History of Faculty
THE Faculty of Advocates as a body dates back to the foundation of the College of Justice in 1532, although individual Advocates were probably working in the courts even earlier. It has had a central role in maintaining and developing Scots law as a distinctive legal system.
All Advocates are members of the Faculty, which requires lawyers who wish to become Advocates to be trained to a high standard in the skills of advocacy. The aim of the Faculty is to secure that high quality legal advice and representation is available to anyone who needs it, throughout Scotland.
Advocates appear in courts and tribunals all over Scotland as well as in the UK Supreme Court, the Court of Justice of the European Union and the European Court of Human Rights.

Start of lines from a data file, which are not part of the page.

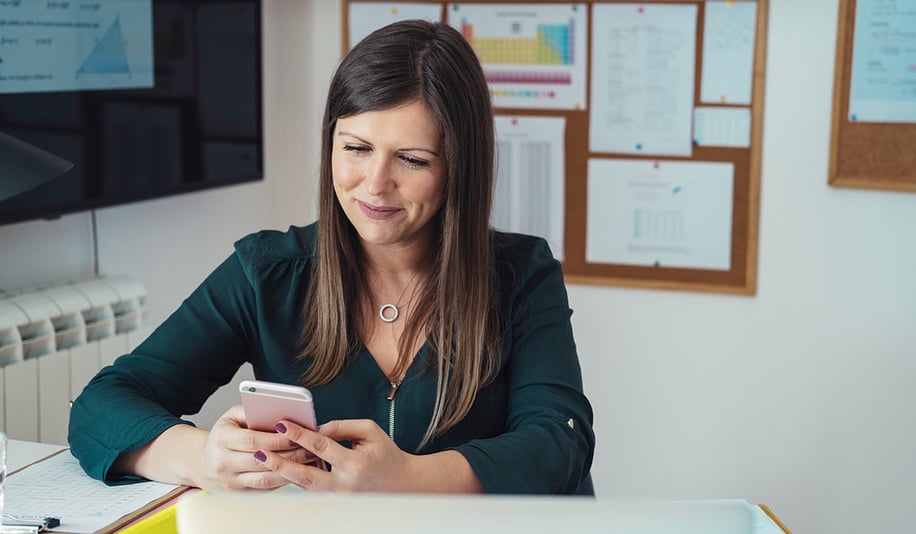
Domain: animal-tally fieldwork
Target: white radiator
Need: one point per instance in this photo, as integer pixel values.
(53, 340)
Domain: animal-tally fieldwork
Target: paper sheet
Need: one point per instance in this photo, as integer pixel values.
(533, 55)
(529, 196)
(719, 126)
(366, 17)
(729, 32)
(883, 82)
(660, 213)
(58, 487)
(642, 78)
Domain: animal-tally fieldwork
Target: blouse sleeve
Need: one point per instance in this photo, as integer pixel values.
(195, 351)
(549, 443)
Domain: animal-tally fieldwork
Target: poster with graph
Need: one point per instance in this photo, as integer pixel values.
(534, 56)
(66, 46)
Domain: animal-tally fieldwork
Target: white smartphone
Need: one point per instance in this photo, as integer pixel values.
(266, 403)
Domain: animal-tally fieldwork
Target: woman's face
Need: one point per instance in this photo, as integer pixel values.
(389, 174)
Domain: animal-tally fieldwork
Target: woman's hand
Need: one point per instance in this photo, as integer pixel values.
(374, 463)
(228, 462)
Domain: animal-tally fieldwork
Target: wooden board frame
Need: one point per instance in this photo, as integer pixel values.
(741, 278)
(865, 155)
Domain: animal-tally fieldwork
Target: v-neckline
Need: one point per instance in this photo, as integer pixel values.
(408, 373)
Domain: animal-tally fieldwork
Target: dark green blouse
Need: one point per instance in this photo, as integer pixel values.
(529, 431)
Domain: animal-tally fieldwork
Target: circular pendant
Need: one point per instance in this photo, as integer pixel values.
(388, 312)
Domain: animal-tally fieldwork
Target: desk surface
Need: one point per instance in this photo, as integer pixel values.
(241, 512)
(22, 453)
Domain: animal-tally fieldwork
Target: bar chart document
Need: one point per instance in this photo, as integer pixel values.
(533, 55)
(75, 45)
(660, 213)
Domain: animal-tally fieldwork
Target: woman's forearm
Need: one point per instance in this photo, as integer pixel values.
(443, 472)
(173, 457)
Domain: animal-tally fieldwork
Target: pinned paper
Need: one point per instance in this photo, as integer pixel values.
(728, 127)
(729, 34)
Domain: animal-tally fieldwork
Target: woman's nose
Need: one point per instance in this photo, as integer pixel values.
(379, 176)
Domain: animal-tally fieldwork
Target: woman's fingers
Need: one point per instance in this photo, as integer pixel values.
(307, 477)
(317, 443)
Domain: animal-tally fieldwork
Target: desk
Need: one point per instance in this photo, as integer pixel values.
(253, 512)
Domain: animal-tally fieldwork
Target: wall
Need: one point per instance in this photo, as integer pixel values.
(799, 397)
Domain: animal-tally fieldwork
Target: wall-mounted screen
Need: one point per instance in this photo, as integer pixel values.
(146, 98)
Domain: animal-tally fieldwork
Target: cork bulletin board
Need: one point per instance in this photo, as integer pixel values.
(740, 275)
(865, 155)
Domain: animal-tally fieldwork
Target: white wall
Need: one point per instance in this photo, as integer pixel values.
(799, 397)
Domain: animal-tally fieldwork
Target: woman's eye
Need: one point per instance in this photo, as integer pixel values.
(414, 162)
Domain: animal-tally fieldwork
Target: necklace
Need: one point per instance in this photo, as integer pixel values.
(389, 312)
(391, 315)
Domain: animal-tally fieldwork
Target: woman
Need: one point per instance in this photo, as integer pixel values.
(439, 352)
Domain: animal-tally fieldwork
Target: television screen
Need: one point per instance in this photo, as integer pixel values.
(146, 98)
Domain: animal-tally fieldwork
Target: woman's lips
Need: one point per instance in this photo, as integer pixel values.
(378, 212)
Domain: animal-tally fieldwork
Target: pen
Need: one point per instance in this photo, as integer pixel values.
(28, 526)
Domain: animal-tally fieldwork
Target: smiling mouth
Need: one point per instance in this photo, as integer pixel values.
(378, 212)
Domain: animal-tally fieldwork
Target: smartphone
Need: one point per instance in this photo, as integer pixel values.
(266, 403)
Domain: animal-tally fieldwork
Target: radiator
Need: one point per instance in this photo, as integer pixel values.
(53, 340)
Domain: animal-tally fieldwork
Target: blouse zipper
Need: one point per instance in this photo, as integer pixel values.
(391, 395)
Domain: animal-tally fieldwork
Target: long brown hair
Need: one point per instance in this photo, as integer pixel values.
(401, 63)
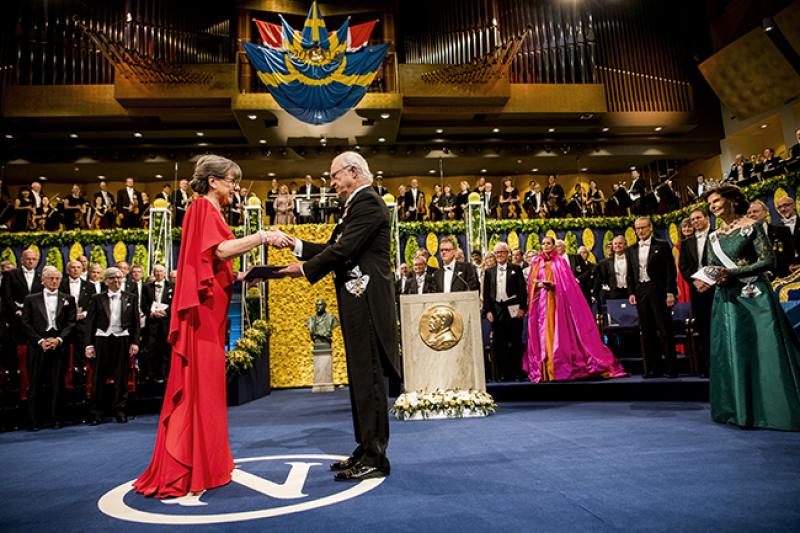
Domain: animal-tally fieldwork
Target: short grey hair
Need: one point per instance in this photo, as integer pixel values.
(357, 161)
(212, 165)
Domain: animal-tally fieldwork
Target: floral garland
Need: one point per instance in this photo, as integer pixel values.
(450, 403)
(248, 347)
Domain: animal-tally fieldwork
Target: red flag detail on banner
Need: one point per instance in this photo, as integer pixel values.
(271, 34)
(359, 35)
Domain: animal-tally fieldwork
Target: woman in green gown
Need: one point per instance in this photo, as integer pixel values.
(755, 353)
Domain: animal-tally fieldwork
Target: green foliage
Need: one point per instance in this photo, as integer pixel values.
(98, 256)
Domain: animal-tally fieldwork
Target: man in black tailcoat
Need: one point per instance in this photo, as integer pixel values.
(358, 255)
(692, 258)
(652, 283)
(505, 298)
(48, 318)
(112, 340)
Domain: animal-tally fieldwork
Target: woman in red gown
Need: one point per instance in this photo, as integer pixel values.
(192, 451)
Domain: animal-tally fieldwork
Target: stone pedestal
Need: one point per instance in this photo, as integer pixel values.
(323, 369)
(442, 346)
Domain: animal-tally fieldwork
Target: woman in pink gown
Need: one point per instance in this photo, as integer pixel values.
(192, 452)
(563, 341)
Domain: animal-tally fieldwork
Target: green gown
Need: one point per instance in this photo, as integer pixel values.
(755, 353)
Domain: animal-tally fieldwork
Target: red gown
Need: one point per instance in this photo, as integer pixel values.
(192, 451)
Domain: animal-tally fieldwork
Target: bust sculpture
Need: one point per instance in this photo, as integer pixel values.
(320, 325)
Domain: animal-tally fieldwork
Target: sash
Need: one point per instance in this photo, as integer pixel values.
(749, 290)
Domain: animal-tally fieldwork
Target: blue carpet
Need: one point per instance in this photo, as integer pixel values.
(539, 466)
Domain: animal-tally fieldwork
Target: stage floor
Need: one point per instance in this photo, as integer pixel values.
(533, 466)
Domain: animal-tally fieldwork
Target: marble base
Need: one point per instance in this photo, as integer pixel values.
(323, 370)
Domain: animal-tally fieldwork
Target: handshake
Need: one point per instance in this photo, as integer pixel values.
(276, 239)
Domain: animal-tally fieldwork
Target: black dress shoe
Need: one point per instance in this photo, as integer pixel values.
(360, 471)
(347, 464)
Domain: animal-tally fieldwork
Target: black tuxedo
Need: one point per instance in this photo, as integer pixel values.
(412, 210)
(605, 281)
(655, 318)
(180, 204)
(15, 289)
(129, 218)
(689, 262)
(359, 247)
(112, 353)
(412, 286)
(464, 278)
(507, 329)
(157, 355)
(46, 367)
(583, 271)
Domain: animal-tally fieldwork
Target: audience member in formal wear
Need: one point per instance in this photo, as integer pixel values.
(157, 306)
(129, 201)
(787, 207)
(693, 257)
(755, 353)
(82, 292)
(505, 299)
(422, 281)
(180, 201)
(741, 172)
(48, 318)
(653, 287)
(771, 165)
(583, 270)
(455, 275)
(112, 342)
(490, 199)
(780, 237)
(563, 341)
(414, 204)
(611, 274)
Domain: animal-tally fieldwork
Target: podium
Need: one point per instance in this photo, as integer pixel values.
(443, 368)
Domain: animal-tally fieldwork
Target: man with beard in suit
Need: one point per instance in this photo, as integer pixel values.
(358, 255)
(692, 259)
(112, 333)
(157, 306)
(505, 298)
(129, 204)
(779, 235)
(652, 283)
(48, 318)
(17, 284)
(81, 291)
(422, 281)
(455, 275)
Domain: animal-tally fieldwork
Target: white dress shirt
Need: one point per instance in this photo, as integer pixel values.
(621, 271)
(644, 251)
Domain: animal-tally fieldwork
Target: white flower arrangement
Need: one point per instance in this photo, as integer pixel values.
(449, 403)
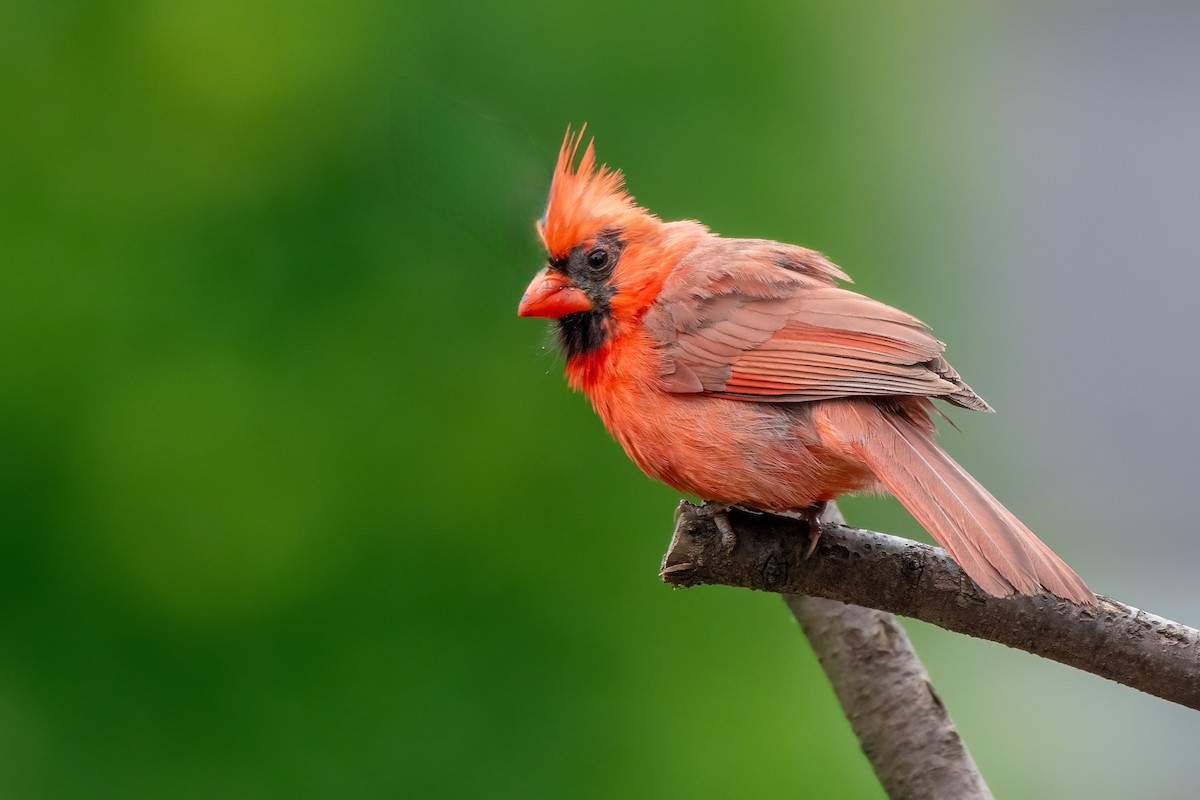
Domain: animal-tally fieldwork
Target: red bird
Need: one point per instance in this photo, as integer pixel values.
(737, 370)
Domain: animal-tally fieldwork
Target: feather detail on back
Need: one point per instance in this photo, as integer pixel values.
(763, 322)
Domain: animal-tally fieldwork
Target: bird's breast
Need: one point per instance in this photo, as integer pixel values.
(768, 456)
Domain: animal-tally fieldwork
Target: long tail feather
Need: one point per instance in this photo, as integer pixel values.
(987, 540)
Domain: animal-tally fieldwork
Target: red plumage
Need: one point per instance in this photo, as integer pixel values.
(738, 371)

In 2014, the then Lord President, the Rt Hon Lord Gill, said the qualities which the Faculty represented were: “…a commitment to excellence, a commitment to scholarship and learning, a commitment to the noblest ideals of professional conduct, and, above all, a commitment to justice for all in our society.”
Over the centuries, the Faculty’s membership has included a number of celebrated figures such as Sir Walter Scott, Robert Louis Stevenson, James Boswell and Alexander McCall Smith.
Dame Margaret Kidd was the first woman to join the Faculty, in 1923. In 1948, she became the first woman in the United Kingdom and Commonwealth to be appointed King’s Counsel, or take Silk, as it is also called. As Keeper of the Library from 1956 to 1969, she was the Faculty’s first female office-bearer.
The distinction of being the first woman appointed a Senator of the College of Justice (1996) belongs to Lady Cosgrove, who, as Hazel Aronson, joined the Faculty in 1968. She served in the Inner House, another female first, and retired in 2006.
The Advocates Library dates from 1689, and by the 1850s it had become, in effect, Scotland’s national library. In 1925, the Faculty gifted to the nation some 750,000 non-legal books, pamphlets, maps and sheet music, and the National Library of Scotland was established.
Today, the Advocates Library is widely regarded as the finest working law library in the UK.